Poland’s government is considering merging the nation’s biggest oil and gas companies PKN Orlen, Grupa Lotos and PGNiG, three stalwarts of the Warsaw bourse.

The government will complete an initial analysis of the potential consolidation by the end of March, which includes various options for mergers, before deciding whether to proceed, Treasury Minister Dawid Jackiewicz said.

PKN, Lotos and PGNiG have a joint market capitalization of more than 59 billion zloty ($14.7 billion), oversee almost all of Poland’s oil and gas imports, which come mostly from Russia, and have a dominant role in refining and retail. All three are controlled by the government.

“We want to secure the interests of the State Treasury against potential hostile takeovers,” Jackiewicz told reporters in Warsaw. “We have no plans to delist the companies.”

Poland’s two-month-old government seeks to reduce reliance on Russian energy imports and has appointed ruling-party experts as the new chief executive officers at PKN and PGNiG. Warsaw’s stock index has lagged emerging-market peers in past months amid concern over new taxes on banks and retailers as well as still unspecified plans to consolidate state-controlled power utilities with loss-making coal mines.

Vulnerable Orlen?

If the government is afraid of a hostile takeover, the leading candidate would be PKN Orlen, according to Wojciech Kozlowski, an analyst at Ipopema Securities in Warsaw. “From a strategic point of view, PGNiG could buy Orlen” to reduce the risk of any unwanted bid for the company, Poland’s largest by revenue, he said.

Before such a deal, PKN could merge with smaller fuel refiner Lotos. The government has a 53% stake in Lotos, 72% in PGNiG and 27% in Orlen.

Unlike PGNiG buying PKN, Lotos and Orlen’s merger would be “reasonable” from the business point of view and could bring annual synergies of at least 363 million zloty, Kozlowski said. The Treasury may be worried that a new external investor, who is subject to a 10% voting cap, could align with other shareholders to outvote the government, for example when deciding dividend, he said.

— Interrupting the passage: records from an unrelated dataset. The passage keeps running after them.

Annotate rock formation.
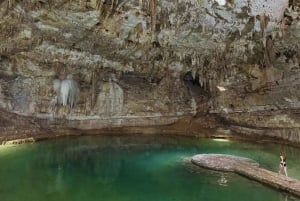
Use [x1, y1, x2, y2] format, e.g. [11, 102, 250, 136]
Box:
[191, 154, 300, 198]
[0, 0, 300, 144]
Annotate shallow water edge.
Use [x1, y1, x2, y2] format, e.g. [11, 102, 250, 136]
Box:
[1, 112, 300, 148]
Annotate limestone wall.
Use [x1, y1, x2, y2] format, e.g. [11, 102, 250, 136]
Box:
[0, 0, 299, 144]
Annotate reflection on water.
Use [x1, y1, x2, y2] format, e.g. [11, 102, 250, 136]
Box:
[217, 173, 228, 187]
[0, 135, 299, 201]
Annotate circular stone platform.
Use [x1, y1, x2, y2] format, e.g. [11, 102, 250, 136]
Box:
[191, 154, 300, 198]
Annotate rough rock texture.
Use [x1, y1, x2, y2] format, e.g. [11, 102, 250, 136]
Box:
[191, 154, 300, 198]
[192, 154, 260, 171]
[0, 0, 300, 143]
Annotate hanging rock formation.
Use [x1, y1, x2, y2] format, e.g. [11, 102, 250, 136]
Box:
[0, 0, 300, 144]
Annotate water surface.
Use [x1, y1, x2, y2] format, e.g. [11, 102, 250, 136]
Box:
[0, 135, 299, 201]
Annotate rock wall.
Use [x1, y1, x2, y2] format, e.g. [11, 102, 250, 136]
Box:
[0, 0, 300, 144]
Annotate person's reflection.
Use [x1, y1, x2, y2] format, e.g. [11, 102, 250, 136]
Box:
[217, 173, 228, 186]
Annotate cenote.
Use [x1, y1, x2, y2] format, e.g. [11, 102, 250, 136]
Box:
[0, 135, 300, 201]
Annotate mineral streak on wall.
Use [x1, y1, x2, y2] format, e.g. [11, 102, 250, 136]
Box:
[0, 0, 300, 144]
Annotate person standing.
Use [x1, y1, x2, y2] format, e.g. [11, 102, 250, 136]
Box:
[278, 152, 288, 177]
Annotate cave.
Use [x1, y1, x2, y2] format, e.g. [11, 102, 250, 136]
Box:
[0, 0, 300, 200]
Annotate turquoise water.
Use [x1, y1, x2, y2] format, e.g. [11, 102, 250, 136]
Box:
[0, 135, 300, 201]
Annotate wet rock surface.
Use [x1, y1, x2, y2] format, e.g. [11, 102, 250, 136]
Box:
[192, 154, 300, 198]
[192, 154, 260, 171]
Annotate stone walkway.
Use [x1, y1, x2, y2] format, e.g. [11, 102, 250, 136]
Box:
[191, 154, 300, 198]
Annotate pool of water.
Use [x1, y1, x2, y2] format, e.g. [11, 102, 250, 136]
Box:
[0, 135, 300, 201]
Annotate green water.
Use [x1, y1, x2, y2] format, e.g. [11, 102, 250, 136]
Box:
[0, 135, 300, 201]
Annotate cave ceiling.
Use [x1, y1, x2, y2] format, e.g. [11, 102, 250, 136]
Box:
[0, 0, 300, 137]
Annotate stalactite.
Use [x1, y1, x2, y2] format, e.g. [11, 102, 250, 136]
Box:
[91, 71, 96, 109]
[96, 0, 102, 10]
[264, 36, 275, 68]
[149, 0, 157, 41]
[260, 12, 268, 48]
[104, 0, 119, 19]
[52, 76, 79, 109]
[191, 69, 197, 82]
[96, 0, 104, 16]
[60, 79, 69, 106]
[7, 0, 15, 9]
[53, 79, 61, 104]
[135, 22, 143, 43]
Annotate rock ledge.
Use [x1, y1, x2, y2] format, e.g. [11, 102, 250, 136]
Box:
[191, 154, 300, 198]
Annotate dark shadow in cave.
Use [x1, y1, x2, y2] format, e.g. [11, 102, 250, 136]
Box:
[183, 71, 209, 97]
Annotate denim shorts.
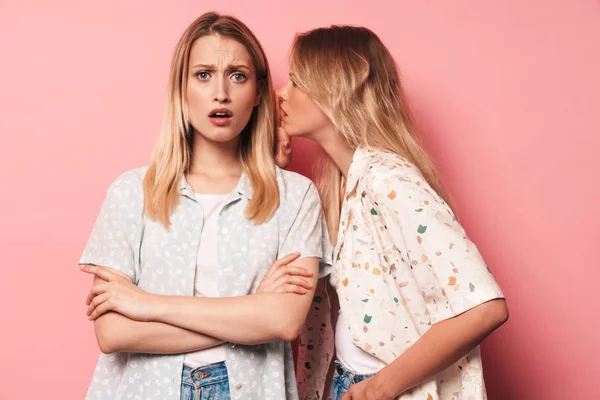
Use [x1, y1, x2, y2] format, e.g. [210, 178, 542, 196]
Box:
[331, 360, 376, 400]
[180, 361, 230, 400]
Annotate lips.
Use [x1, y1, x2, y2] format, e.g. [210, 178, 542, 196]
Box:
[208, 108, 233, 127]
[209, 108, 233, 118]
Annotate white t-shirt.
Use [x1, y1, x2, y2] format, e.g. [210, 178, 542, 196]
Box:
[183, 193, 229, 368]
[330, 267, 381, 374]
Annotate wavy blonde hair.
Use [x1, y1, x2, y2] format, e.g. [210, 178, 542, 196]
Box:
[290, 26, 451, 243]
[144, 12, 278, 228]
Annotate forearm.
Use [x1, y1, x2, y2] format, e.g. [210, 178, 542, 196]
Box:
[149, 257, 319, 345]
[377, 299, 509, 397]
[95, 312, 224, 354]
[151, 292, 308, 345]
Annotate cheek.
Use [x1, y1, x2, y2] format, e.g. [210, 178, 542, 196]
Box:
[302, 101, 325, 126]
[186, 84, 205, 113]
[236, 84, 259, 110]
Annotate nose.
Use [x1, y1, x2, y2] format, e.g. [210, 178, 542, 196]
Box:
[214, 77, 230, 104]
[276, 86, 288, 101]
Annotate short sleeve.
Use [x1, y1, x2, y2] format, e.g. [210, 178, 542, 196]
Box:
[79, 170, 144, 283]
[280, 183, 333, 278]
[371, 172, 505, 324]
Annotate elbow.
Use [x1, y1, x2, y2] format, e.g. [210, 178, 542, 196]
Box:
[279, 325, 302, 342]
[96, 329, 121, 354]
[96, 330, 118, 354]
[97, 337, 117, 354]
[498, 301, 509, 326]
[274, 312, 304, 342]
[94, 319, 124, 354]
[489, 298, 509, 329]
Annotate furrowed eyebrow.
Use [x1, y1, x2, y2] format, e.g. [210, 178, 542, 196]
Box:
[191, 63, 251, 72]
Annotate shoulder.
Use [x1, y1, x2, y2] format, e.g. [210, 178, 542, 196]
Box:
[361, 152, 447, 213]
[104, 167, 148, 204]
[364, 151, 422, 186]
[276, 167, 321, 213]
[276, 167, 316, 197]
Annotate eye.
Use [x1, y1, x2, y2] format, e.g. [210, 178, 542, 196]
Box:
[196, 71, 210, 80]
[231, 73, 247, 82]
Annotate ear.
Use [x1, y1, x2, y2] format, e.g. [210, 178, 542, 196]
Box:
[254, 80, 264, 107]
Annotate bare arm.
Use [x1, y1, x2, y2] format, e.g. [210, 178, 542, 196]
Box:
[94, 312, 223, 354]
[348, 298, 509, 399]
[149, 257, 320, 344]
[84, 253, 316, 352]
[91, 276, 223, 354]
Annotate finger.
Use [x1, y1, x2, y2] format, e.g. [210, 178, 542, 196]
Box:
[283, 284, 308, 295]
[266, 252, 301, 278]
[269, 264, 309, 282]
[283, 276, 313, 290]
[80, 265, 118, 282]
[275, 148, 291, 170]
[89, 300, 113, 321]
[107, 268, 132, 281]
[278, 266, 314, 278]
[277, 127, 292, 150]
[276, 121, 290, 140]
[87, 293, 109, 316]
[274, 252, 301, 268]
[274, 88, 281, 128]
[271, 274, 312, 290]
[277, 127, 292, 156]
[86, 282, 110, 305]
[275, 127, 292, 169]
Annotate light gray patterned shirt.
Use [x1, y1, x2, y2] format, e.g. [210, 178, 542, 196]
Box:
[79, 166, 332, 400]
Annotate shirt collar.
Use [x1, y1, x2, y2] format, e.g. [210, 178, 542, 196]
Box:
[179, 173, 253, 201]
[344, 147, 380, 199]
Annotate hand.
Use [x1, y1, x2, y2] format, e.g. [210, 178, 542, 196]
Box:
[341, 374, 395, 400]
[257, 252, 314, 295]
[274, 89, 292, 169]
[80, 265, 157, 322]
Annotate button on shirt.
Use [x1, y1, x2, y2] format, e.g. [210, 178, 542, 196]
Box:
[79, 167, 332, 400]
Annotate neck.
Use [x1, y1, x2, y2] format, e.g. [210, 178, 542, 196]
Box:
[310, 127, 355, 179]
[189, 131, 243, 176]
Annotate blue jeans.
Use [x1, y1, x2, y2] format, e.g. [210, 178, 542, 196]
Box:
[331, 360, 376, 400]
[180, 361, 231, 400]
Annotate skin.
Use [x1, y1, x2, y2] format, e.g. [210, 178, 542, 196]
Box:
[82, 34, 317, 354]
[274, 76, 509, 399]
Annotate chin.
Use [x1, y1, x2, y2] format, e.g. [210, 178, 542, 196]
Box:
[281, 125, 299, 137]
[287, 129, 309, 138]
[196, 128, 242, 143]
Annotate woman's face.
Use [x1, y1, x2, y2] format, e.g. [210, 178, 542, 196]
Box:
[277, 74, 333, 138]
[186, 34, 261, 144]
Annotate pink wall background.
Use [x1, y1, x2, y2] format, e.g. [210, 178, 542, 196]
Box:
[1, 0, 598, 399]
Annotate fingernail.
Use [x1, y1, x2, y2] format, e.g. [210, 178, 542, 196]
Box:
[283, 141, 290, 149]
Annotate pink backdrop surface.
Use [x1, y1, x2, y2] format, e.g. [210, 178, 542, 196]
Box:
[0, 1, 598, 399]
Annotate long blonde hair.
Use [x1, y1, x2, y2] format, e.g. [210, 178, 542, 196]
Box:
[144, 12, 278, 228]
[290, 26, 451, 243]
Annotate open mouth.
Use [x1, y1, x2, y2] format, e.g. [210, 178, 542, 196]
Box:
[209, 108, 233, 126]
[209, 109, 233, 118]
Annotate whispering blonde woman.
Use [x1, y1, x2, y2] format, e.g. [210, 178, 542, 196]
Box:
[276, 25, 508, 400]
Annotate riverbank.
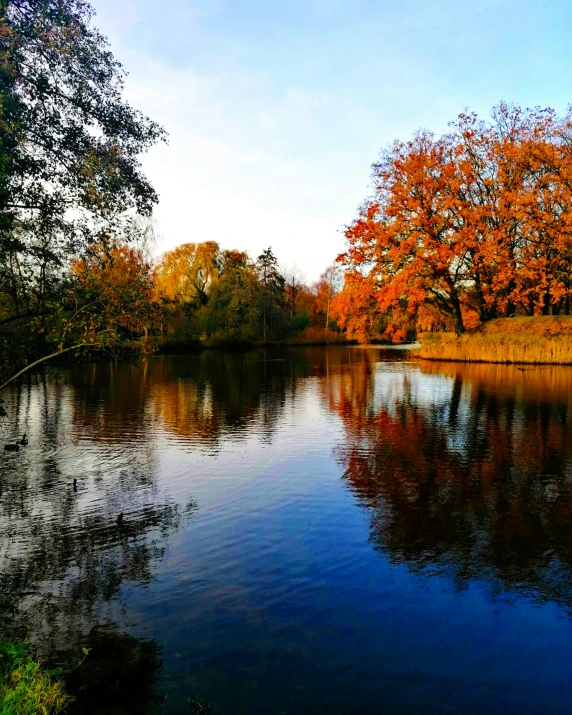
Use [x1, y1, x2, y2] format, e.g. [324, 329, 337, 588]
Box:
[414, 317, 572, 364]
[0, 640, 69, 714]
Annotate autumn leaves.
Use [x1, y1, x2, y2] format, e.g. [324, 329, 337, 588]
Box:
[335, 104, 572, 340]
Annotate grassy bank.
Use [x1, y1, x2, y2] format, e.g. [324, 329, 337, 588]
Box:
[0, 641, 70, 714]
[415, 317, 572, 364]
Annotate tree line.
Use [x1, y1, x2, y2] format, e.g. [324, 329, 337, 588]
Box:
[154, 241, 340, 348]
[334, 103, 572, 341]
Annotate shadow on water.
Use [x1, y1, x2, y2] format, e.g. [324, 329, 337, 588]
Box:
[62, 626, 164, 715]
[0, 365, 198, 711]
[2, 349, 572, 713]
[331, 358, 572, 609]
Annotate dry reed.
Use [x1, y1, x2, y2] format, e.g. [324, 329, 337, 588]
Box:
[414, 316, 572, 365]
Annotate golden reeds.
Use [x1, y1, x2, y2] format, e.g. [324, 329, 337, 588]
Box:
[414, 317, 572, 365]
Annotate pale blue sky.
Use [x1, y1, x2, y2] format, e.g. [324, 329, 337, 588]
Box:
[92, 0, 572, 279]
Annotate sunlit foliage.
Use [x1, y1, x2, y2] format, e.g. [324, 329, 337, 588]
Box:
[335, 103, 572, 339]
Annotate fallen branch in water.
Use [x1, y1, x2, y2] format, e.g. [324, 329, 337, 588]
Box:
[0, 344, 90, 392]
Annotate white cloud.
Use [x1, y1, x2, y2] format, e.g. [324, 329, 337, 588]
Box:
[121, 55, 368, 279]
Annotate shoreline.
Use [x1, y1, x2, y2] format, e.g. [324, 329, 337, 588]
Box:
[413, 355, 572, 366]
[413, 316, 572, 366]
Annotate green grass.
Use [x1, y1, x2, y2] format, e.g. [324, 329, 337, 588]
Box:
[0, 641, 70, 715]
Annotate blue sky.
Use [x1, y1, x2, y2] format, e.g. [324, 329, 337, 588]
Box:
[91, 0, 572, 279]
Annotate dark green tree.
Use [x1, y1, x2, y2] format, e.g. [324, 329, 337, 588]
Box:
[256, 247, 286, 342]
[208, 249, 260, 343]
[0, 0, 165, 384]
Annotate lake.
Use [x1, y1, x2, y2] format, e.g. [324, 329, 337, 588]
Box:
[1, 347, 572, 714]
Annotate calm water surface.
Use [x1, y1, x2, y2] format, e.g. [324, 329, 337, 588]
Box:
[1, 348, 572, 713]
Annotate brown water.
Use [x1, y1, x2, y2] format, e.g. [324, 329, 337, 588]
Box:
[1, 348, 572, 713]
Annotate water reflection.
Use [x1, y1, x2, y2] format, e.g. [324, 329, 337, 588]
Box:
[150, 353, 291, 445]
[2, 350, 572, 713]
[332, 359, 572, 608]
[63, 626, 164, 715]
[0, 368, 195, 676]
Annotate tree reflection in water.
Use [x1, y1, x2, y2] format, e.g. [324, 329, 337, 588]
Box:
[0, 350, 325, 708]
[4, 349, 572, 712]
[330, 360, 572, 608]
[0, 366, 197, 708]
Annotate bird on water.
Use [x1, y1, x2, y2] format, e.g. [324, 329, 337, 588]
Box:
[4, 434, 28, 451]
[117, 512, 124, 526]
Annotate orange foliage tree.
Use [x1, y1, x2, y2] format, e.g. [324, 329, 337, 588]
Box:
[335, 103, 572, 340]
[0, 243, 160, 389]
[66, 243, 161, 352]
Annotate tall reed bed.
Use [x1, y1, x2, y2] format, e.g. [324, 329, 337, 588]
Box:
[415, 317, 572, 364]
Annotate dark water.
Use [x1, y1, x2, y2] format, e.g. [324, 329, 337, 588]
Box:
[1, 348, 572, 714]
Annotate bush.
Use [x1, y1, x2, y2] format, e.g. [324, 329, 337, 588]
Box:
[292, 311, 310, 333]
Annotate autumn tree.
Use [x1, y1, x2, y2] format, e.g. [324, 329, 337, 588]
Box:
[335, 102, 572, 342]
[331, 270, 380, 343]
[0, 243, 161, 389]
[154, 242, 221, 309]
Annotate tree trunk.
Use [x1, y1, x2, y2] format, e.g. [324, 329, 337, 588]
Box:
[474, 274, 488, 322]
[451, 291, 465, 335]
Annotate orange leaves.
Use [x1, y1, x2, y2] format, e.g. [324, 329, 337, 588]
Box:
[67, 241, 159, 352]
[331, 270, 380, 343]
[335, 103, 572, 342]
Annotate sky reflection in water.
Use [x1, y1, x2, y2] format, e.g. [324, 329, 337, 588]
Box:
[1, 348, 572, 714]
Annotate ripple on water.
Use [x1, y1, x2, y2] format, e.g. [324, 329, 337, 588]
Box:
[2, 350, 572, 714]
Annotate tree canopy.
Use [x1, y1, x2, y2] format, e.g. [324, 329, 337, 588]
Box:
[335, 103, 572, 338]
[0, 0, 166, 386]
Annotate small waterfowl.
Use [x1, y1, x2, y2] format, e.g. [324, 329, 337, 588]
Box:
[18, 434, 28, 446]
[116, 512, 124, 526]
[4, 443, 19, 452]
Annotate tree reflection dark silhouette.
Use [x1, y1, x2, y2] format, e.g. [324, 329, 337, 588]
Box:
[62, 625, 164, 715]
[332, 361, 572, 608]
[0, 370, 196, 689]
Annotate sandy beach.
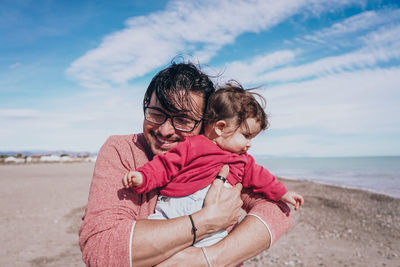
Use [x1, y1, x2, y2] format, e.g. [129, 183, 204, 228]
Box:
[0, 163, 399, 267]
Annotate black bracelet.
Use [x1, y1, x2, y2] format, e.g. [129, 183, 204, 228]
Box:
[188, 214, 197, 246]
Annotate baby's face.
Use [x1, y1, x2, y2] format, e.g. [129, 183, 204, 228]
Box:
[216, 117, 261, 155]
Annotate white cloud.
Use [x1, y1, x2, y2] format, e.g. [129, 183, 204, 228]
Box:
[8, 0, 392, 157]
[261, 47, 400, 83]
[303, 8, 400, 44]
[244, 66, 400, 156]
[248, 24, 400, 83]
[213, 42, 400, 157]
[212, 12, 400, 86]
[251, 133, 400, 157]
[0, 86, 146, 151]
[266, 67, 400, 135]
[220, 28, 400, 156]
[66, 0, 362, 88]
[251, 134, 338, 157]
[361, 22, 400, 48]
[217, 50, 297, 84]
[0, 109, 40, 120]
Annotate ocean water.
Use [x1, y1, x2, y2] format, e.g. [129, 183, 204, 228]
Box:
[254, 156, 400, 198]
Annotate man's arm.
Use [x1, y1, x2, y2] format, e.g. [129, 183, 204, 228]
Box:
[157, 189, 292, 266]
[207, 198, 292, 266]
[156, 215, 269, 267]
[208, 215, 270, 265]
[79, 135, 144, 267]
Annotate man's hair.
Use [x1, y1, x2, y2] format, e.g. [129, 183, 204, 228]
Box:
[143, 61, 215, 118]
[204, 81, 269, 132]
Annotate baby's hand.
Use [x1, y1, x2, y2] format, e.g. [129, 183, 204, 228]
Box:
[281, 191, 304, 211]
[122, 171, 144, 188]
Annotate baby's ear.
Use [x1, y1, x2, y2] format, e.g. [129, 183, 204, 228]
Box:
[215, 120, 227, 136]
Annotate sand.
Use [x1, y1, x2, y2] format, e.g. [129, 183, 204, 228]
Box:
[0, 163, 399, 267]
[245, 179, 400, 267]
[0, 163, 92, 267]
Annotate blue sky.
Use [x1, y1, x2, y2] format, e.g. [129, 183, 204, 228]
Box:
[1, 0, 400, 157]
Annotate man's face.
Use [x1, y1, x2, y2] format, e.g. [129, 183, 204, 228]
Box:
[143, 91, 204, 155]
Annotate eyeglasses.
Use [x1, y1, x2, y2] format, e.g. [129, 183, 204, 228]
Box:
[144, 107, 202, 132]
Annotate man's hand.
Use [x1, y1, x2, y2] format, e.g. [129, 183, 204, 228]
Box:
[201, 165, 243, 233]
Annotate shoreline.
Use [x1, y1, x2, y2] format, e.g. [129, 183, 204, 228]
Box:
[1, 163, 399, 266]
[279, 176, 400, 200]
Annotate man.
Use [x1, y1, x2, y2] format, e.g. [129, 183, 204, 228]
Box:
[79, 62, 292, 266]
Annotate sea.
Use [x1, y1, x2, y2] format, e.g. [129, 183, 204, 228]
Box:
[254, 156, 400, 199]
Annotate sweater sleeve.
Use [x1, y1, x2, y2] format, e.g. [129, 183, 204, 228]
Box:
[240, 155, 292, 246]
[241, 190, 292, 246]
[79, 135, 156, 267]
[134, 138, 190, 194]
[242, 154, 288, 201]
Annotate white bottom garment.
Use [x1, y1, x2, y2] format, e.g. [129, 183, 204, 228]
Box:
[148, 184, 228, 247]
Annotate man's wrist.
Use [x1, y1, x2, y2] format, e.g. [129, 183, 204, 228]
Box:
[201, 243, 221, 267]
[201, 247, 213, 267]
[188, 214, 198, 245]
[191, 208, 219, 239]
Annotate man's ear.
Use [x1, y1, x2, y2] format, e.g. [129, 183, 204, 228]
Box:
[214, 120, 227, 136]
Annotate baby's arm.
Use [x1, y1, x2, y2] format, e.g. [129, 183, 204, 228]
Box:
[122, 171, 143, 188]
[281, 191, 304, 211]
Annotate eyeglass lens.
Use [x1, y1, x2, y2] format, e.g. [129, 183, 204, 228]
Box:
[145, 108, 197, 132]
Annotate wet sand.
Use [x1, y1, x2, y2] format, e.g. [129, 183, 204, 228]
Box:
[0, 163, 399, 267]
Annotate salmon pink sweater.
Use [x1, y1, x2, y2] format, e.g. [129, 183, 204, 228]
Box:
[79, 134, 292, 267]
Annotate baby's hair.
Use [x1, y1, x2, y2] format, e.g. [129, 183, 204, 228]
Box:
[204, 81, 269, 133]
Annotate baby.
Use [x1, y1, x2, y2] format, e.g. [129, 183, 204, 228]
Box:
[123, 82, 303, 247]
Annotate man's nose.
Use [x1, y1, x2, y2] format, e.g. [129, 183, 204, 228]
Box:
[158, 118, 175, 136]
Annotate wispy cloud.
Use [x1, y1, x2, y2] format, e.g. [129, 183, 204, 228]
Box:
[251, 134, 338, 157]
[361, 22, 400, 48]
[8, 0, 399, 157]
[302, 9, 400, 45]
[266, 66, 400, 134]
[0, 109, 40, 120]
[66, 0, 362, 88]
[217, 50, 297, 84]
[247, 66, 400, 156]
[251, 132, 399, 157]
[9, 62, 21, 69]
[0, 85, 146, 151]
[216, 8, 400, 156]
[227, 22, 400, 84]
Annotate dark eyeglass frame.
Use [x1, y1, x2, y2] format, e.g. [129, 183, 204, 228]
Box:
[144, 106, 202, 132]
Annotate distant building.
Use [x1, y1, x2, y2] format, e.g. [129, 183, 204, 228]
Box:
[84, 156, 97, 162]
[4, 156, 25, 164]
[60, 155, 74, 162]
[26, 155, 41, 163]
[0, 152, 97, 164]
[40, 155, 61, 162]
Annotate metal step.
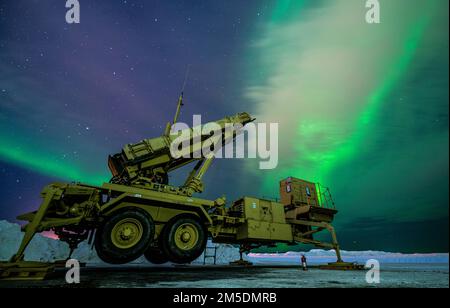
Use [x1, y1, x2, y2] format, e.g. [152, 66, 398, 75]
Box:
[318, 262, 365, 271]
[0, 261, 56, 281]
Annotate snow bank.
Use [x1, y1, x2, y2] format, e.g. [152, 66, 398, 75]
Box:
[0, 220, 244, 265]
[249, 250, 449, 265]
[193, 241, 248, 265]
[0, 220, 69, 261]
[1, 220, 447, 265]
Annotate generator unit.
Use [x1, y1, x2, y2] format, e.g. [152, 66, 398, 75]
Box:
[229, 197, 293, 242]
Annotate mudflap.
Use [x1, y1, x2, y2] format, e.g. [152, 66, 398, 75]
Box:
[318, 262, 365, 271]
[0, 261, 56, 281]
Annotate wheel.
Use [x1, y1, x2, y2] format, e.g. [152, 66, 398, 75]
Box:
[95, 209, 154, 264]
[161, 216, 207, 264]
[144, 247, 169, 264]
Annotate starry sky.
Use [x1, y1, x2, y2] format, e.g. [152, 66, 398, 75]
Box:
[0, 0, 448, 253]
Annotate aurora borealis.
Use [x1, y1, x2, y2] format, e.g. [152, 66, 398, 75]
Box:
[244, 0, 448, 252]
[0, 0, 448, 252]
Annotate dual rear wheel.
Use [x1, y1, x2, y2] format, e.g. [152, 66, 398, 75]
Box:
[95, 209, 206, 265]
[158, 217, 207, 264]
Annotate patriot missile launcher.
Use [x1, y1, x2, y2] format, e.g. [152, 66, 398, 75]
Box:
[0, 93, 360, 280]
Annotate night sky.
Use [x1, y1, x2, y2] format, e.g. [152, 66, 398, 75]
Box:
[0, 0, 448, 253]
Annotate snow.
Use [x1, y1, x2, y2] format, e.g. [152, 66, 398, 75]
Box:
[0, 220, 244, 265]
[1, 220, 448, 266]
[0, 220, 69, 262]
[250, 249, 449, 265]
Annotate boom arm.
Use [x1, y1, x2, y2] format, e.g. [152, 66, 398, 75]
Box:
[108, 109, 254, 193]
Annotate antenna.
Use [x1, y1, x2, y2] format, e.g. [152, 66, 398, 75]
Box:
[181, 64, 191, 94]
[164, 65, 191, 136]
[172, 64, 191, 125]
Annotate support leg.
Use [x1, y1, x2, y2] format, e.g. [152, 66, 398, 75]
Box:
[229, 245, 253, 266]
[325, 224, 343, 263]
[9, 189, 56, 263]
[289, 219, 343, 262]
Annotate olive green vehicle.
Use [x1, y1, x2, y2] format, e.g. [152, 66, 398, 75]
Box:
[1, 95, 358, 279]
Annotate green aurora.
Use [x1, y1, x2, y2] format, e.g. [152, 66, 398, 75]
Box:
[0, 0, 447, 252]
[244, 0, 448, 251]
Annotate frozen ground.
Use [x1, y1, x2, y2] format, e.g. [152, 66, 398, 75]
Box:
[1, 220, 448, 288]
[0, 263, 448, 288]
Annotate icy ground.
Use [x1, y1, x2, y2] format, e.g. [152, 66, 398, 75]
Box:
[1, 220, 448, 288]
[0, 264, 448, 288]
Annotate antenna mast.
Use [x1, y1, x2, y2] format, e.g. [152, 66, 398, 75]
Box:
[165, 65, 191, 136]
[173, 64, 191, 125]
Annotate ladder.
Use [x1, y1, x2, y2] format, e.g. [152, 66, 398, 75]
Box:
[203, 244, 218, 265]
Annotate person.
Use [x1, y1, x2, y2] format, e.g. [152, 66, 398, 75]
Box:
[301, 254, 308, 271]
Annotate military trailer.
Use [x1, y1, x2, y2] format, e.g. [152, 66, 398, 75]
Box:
[0, 95, 358, 279]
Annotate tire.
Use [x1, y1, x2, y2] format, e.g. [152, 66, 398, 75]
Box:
[161, 216, 207, 264]
[95, 209, 154, 264]
[144, 247, 169, 264]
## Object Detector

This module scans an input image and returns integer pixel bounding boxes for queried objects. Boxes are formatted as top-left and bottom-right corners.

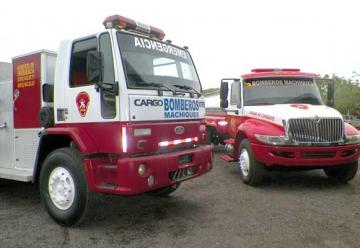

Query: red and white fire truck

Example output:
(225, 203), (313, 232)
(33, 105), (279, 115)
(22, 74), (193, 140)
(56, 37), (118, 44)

(206, 69), (360, 186)
(0, 15), (213, 225)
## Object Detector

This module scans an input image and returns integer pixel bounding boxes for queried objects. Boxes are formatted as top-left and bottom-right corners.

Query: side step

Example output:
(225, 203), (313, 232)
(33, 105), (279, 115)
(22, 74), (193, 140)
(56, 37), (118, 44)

(0, 167), (33, 182)
(220, 154), (236, 162)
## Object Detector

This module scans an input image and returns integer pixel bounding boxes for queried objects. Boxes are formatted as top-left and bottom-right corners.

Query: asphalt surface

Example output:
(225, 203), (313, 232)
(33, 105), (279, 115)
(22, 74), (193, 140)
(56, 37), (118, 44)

(1, 147), (360, 248)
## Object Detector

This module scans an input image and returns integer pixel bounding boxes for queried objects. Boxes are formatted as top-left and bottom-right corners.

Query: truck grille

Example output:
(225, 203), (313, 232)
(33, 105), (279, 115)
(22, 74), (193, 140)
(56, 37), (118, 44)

Orlen’s enterprise value to Ebitda ratio of 4.1 is attractive compared with European peers such as Finland’s Neste Oyj, valued at 7.8, according to data compiled by Bloomberg. Kozlowski says PGNiG may skip dividends if it buys Orlen, unless the transaction is a share swap.

PGNiG slumped 2.7% to 4.62 zloty at 1:09 p.m. in Warsaw, the lowest in 11 months. Lotos shares dropped 0.1% to 26.15 zloty while PKN fell 0.7% to 62.73 zloty.

PKN and Lotos have refineries in Poland, while PGNiG and Lotos both have fields offshore Norway, which could also produce synergies, said Lukasz Janczak, an analyst at Haitong Bank in Warsaw.

“I’m skeptical whether the merger of all three companies makes sense,” he said. “The government will mainly take the country’s energy security into account. That doesn’t usually go hand-in-hand with profitability and that doesn’t need to mean good news for minority shareholders.”